Pra quem não saca muito do assunto, vale uma pequena aula. As tais técnicas se inseriram no contexto de revalorização do cabelo crespo e cacheado natural, contra as chapinhas e alisamentos agressivos oferecidos em praticamente todos os salões de beleza Brasil afora. Ambas as técnicas prometem tratar bem do cabelo cacheado por meio de uma espécie de “dieta” capilar, com restrição do tipo de xampu (a expressão “poo” em Low e No Poo vem daí) e outros produtos nocivos aplicados no cabelo.

O “No Poo”, como o próprio nome entrega, é uma técnica que não utiliza nenhum tipo de xampu para tratar e limpar o cabelo. Já o “Low Poo”, por sua vez, permite alguns tipos de xampu, especialmente os sem sulfatos fortes na sua composição, acusados de serem um dos grandes vilões para os cabelos em geral. Ambas as práticas também vetam alguns tipos de substâncias, como derivados de petróleo e silicones fortes, presentes na fórmula da maioria dos produtos disponíveis no mercado de cosméticos.

As técnicas ficaram tão conhecidas que já existem centenas de grupos e páginas no Facebook criadas para adeptos. Vai desde “Low/No Poo das Minas”, “No e Low Poo Vegano” até páginas meméticas chamadas “No/Low Poo da Depressão”. Fora as páginas e grupos no Facebook, muitas blogueiras dedicam seu conteúdo ao ensino da prática, além de diversas reportagens escritas sobre o tema e várias marcas de cosméticos que lançaram produtos próprios para essas técnicas — a própria Bioextratus dedicou uma linha completa de produtos para aproveitar a febre do “No Poo” e “Low Poo”.

Porém, há pouco mais de uma semana, uma marca norte-americana chamada Deva Curl publicou um comunicado no Facebook dizendo que os nomes “Low Poo” e “No Poo” são marcas registradas desde o começo dos anos 2000. Por esse motivo, o comunicado deu a entender está proibida a utilização dos nomes das técnicas nas redes sociais sem vinculação direta com os produtos da Deva Curl.

No dia 30 de julho, o comunicado sobre a marca registrada foi apagado do Facebook após uma onda de revolta dos consumidores. Em um pedido de desculpas, o CEO da marca Colin Walsh diz que a “notificação judicial não autorizada, e incorreta, escrita por nosso advogado no Brasil, causou grande confusão e transtorno”.

AS ORIGENS

Antes da polêmica na redes e das técnicas se tornarem tão populares no Brasil, os nomes “Low Poo” e “No Poo” surgiram nos Estados Unidos depois de uma parceria entre o brasileiro Denis da Silva e a norte-americana Lorraine Massey. Em 1990, a dupla abriu uma rede de salões em Nova York chamada Devachan — até hoje um sucesso estrondoso que fez de Denis um feliz milionário que lucra US$ 10 milhões de dólares por ano com o negócio.

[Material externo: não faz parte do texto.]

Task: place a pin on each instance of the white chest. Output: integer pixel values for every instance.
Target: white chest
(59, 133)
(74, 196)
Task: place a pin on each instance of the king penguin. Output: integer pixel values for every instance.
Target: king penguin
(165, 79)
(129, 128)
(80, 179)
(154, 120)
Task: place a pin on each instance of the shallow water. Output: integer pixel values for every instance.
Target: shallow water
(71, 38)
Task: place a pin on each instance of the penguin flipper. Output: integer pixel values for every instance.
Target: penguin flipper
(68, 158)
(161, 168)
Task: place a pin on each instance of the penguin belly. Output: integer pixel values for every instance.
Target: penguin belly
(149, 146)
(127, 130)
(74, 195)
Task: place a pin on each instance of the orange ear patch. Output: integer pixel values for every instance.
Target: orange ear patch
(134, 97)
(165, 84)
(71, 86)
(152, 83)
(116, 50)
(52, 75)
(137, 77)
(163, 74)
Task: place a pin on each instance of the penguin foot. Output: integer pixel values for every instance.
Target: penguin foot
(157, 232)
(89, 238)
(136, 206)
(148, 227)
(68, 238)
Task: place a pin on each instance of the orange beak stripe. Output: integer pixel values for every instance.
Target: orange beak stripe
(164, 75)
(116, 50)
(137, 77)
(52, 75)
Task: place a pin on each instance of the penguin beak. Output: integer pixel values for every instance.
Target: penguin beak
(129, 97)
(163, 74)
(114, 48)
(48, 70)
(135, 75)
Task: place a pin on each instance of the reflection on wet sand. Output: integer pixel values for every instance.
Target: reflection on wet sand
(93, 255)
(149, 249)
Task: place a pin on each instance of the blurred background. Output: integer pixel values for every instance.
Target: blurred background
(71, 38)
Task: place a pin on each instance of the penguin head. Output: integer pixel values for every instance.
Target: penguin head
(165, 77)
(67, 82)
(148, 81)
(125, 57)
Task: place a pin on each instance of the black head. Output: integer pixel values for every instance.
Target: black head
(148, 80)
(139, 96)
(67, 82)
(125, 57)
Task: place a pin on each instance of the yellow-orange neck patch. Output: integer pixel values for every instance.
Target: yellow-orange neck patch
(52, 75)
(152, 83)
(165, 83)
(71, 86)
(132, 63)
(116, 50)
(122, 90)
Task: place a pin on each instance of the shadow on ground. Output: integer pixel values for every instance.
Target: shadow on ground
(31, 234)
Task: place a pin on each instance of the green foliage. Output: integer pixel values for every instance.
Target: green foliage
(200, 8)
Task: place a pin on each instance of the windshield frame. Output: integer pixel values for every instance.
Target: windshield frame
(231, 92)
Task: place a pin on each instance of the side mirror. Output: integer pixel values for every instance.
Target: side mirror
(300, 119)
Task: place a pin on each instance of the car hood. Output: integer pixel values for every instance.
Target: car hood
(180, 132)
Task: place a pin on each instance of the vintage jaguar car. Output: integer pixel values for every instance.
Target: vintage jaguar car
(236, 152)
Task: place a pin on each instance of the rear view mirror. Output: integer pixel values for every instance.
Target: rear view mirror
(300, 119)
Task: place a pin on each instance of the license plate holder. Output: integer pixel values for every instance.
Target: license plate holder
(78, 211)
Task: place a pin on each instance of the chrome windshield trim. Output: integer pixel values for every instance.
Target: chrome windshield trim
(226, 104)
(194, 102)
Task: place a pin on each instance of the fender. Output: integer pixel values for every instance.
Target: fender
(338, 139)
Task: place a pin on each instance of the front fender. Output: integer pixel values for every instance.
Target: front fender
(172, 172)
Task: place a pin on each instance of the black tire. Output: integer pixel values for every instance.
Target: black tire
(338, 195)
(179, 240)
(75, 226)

É também de Denis e Lorraine os conceitos Low e No Poo, criados alguns anos depois da inauguração do salão como forma de oferecer uma linha mais natural de produtos para cabelos cacheados. Com o livro O Manual da Garota Cacheada escrito por Lorraine em 2002, os conceitos se popularizaram ainda mais, bem como a venda dos produtos nos Estados Unidos. Lorraine, então, deixou a direção da Devachan em 2013, pouco tempo depois que os produtos da Deva Curl começaram a ser vendidos no Brasil.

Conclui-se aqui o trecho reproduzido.